Someone suggested that the UN create pop-up museums by bringing in a shipping container stocked with media tools. (Technically, a plop-down museum, it seems to me.) The local community would be invited to tell its story, perhaps in 100 images (borrowing the British Museum’s “A History of the World in 100 Objects”), or perhaps by providing a StoryCorps-style recording booth. Or send the kids out with video cameras. (There might have to be someone who could help with the media.) The community would be able to tell its story to the world. The world could react and interact. (These containers could contain magic mirrors.)
Another idea: Facilitate local people coming together virtually to share solutions to common problems, building on the multiple and admirable efforts to do this already.
Another idea: One group pointed out that museums typically face backwards in time. So suppose the UN museum instead constructed itself in real time as significant events occurred. E.g., as an earthquake disaster unrolls, the UN Museum would track it live, presenting its consequences intimately to the world, recording it for posterity, and facilitating relief efforts.
There was general agreement, I believe, that all of the UN Museum’s content should be openly available through APIs.
There were many, many more ideas, many of which I find exciting.

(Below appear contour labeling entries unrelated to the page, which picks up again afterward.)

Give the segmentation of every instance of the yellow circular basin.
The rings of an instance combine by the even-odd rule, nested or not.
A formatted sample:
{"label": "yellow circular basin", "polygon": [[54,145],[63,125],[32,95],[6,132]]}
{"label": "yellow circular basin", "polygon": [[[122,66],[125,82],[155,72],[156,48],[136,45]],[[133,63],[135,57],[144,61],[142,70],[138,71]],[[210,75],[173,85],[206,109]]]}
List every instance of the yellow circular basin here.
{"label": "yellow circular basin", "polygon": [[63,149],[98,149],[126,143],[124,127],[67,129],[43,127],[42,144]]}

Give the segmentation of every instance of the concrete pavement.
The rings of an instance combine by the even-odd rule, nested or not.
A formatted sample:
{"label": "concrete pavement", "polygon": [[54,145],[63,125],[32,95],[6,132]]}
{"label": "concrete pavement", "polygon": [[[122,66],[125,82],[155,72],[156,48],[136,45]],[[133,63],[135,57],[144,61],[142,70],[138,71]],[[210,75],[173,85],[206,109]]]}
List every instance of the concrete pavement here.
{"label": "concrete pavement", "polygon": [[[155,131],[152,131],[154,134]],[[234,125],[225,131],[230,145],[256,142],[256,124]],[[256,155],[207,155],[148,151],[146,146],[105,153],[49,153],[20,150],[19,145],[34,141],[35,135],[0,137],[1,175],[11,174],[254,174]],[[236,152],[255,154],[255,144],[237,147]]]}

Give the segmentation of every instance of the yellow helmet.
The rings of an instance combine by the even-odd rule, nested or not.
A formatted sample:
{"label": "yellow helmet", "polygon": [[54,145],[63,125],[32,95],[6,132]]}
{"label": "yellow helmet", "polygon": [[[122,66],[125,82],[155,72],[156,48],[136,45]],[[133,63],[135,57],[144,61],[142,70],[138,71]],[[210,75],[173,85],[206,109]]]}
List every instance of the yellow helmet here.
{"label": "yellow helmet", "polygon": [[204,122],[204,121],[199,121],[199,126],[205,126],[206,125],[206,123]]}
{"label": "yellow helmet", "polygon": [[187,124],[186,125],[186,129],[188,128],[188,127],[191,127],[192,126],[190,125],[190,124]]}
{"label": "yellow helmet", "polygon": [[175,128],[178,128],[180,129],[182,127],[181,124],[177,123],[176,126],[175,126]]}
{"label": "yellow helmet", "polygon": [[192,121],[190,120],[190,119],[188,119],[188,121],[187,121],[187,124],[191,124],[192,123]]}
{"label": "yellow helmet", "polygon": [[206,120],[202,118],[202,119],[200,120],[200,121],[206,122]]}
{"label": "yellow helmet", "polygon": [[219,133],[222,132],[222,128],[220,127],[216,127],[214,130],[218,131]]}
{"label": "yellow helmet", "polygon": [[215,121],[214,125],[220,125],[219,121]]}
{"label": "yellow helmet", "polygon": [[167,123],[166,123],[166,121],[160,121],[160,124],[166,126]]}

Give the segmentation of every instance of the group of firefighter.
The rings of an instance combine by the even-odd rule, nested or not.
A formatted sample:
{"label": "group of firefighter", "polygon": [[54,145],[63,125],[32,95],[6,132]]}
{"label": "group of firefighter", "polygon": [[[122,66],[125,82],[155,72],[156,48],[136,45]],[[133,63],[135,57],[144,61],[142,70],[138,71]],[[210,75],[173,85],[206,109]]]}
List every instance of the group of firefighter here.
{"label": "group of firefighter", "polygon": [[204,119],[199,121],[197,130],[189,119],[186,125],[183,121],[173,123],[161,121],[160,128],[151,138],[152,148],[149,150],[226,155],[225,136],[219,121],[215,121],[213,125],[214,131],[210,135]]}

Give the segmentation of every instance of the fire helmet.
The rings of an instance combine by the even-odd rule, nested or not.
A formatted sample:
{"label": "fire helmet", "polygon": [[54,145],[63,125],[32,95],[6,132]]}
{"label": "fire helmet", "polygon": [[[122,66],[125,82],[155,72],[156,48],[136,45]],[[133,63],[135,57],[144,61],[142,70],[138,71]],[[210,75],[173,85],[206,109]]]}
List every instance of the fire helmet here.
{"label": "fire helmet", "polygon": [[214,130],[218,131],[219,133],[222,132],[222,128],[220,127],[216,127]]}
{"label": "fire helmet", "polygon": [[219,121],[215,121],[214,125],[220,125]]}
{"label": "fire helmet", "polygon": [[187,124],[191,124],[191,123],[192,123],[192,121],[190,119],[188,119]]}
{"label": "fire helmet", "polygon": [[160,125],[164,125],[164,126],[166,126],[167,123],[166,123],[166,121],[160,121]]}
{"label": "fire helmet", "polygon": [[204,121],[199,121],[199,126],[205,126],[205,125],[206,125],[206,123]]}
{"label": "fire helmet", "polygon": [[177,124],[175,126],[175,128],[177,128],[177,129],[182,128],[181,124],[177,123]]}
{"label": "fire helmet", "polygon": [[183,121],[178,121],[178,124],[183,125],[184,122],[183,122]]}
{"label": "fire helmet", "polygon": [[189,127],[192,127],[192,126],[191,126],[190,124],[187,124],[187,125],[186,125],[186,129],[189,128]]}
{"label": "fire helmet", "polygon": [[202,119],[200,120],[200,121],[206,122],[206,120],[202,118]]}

I don’t know if any of the ideas discussed are going to make it past the cool-way-to-spend-an-afternoon phase, but I am thrilled by the general prospect of a UN Museum that takes as its mission not just the curation of artifacts that tell a story but advancing the UN’s mission by connecting people globally around common concerns, shared interests, and a desire to help and delight one another.
Now go ahead and be cynical and snarky.